Grinin Elli Tonu

Grinin Elli Tonu ortalığı kasıp kavuralı 7 yıl olmuş. Serinin kitap ve filmleri her ne kadar erotizmle bağdaştırılsa da ilk filmin özelinde istismarın gölgesindeki cinselliği görmek çok da zor değil. 

Cinsel eğitim tedavi ve Araştırma derneğinden alıntılayarak bazı kavramlardan bahsedeceğim. Sonra da filmle ilişkilendireceğim. 

“Cinsel fanteziler, cinsel yaşamın doğal ve sağlıklı bir parçasıdır. Kişide cinsel uyarılma oluşturan her türlü hayal ve zihinsel imgelem (insanların istediği şeyleri gözünde canlandırabilme yetisi) cinsel fantezi olarak tanımlanabilir. Cinsel fanteziler, cinsel hazzı ve isteği arttıran önemli bir faktördür. Ancak her zaman cinsel partner ile paylaşılması/ gerçekleştirilmesi gerekli değildir. Gerçekleştirilmesi istenen fanteziler için bu eylemden tarafların rahatsızlık duymamaları gerekir.” 

“Parafili, cinsel uyarılma ve orgazm için, alışılmadık nesneler, eylemler veya durumları içeren tekrarlayıcı ve yoğun cinsel dürtü, fantezi veya davranışların zorunlu olması ile karekterizedir. Parafili denebilmesi için kişinin zorunlu ve tekrarlayıcı bazı koşullara bağlı olarak orgazm olabilmesi gerekir.
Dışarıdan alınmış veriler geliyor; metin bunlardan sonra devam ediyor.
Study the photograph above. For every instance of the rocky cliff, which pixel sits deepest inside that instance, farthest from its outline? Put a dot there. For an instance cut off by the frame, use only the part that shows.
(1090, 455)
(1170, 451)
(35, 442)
Zaman zaman yapılan farklı cinsel etkinlikler parafili olarak değerlendirilmez.” 

Filmde Grey, orgazmı zorunlu ve tekrarlayıcı bazı koşullara bağlı olarak deneyimliyor. Oyun odası, sözleşmenin varlığıyla zorunluluğu temin altına alma isteği de yine bizi parafiliye yönlendiriyor. Diğer taraftan Anastasia, cinselliğini keşfeden bir kadın olarak önceleri Grey’in cinsel oyunlarından keyif alıyor. Burada da cinsel fanteziye katılım ve hazza eşlik söz konusu. 

Filmin sonuna geldiğimizde ise, Anastasia’yı Grey’in karşında ağlarken buluyoruz. Tıpkı Grey’in çocukluğunda istismara maruz kaldığı zamanki gibi savunmasız. Ancak Anastasia bir yetişkin olarak hayır, diyor ve sınırlarını belli ederek ortamı terk ediyor. 

İstismara uğrayan bireyler, bunun biteceğine inanmak ya da bunu birine söylemek, yardım istemek konusunda zorluk yaşarlar. Kendilerini suçlar, bu durumla nasıl başa çıkacaklarını bilemezler. Bu açıdan son sahneyle Anastasia’nın Grey’i reddetmesi, artık istemediğini söylemesi çocuk Grey’i sınır koyarak şaşırtan, ona farklı gelen bir durum da oluveriyor.

Grey gibi olan herkes şöyledir, Anastasia gibi olan herkes böyledir demek bizlerin bireyselliğini yok sayan bir durum. Ancak ilk filmle tanıştığım Grey ve Anastasia için şunları söylemek mümkün olabilir. Grey, istismara uğramış bir birey olarak cinselliğini travmatik yaşantıları üzerinden kurguluyor. Anastasia ise partneri tarafından sevilmeye devam etmek için boyun eğici bir role bürünüyor. Adına aşk dediği duyguyla kendine yabancılaşıyor. 

İnsan pek çok şeyi, öteki üzerinden tanımlayıp hisseden cinsel bir varlık. Grey ve Anastasia çifti de örneklerden yalnızca biri.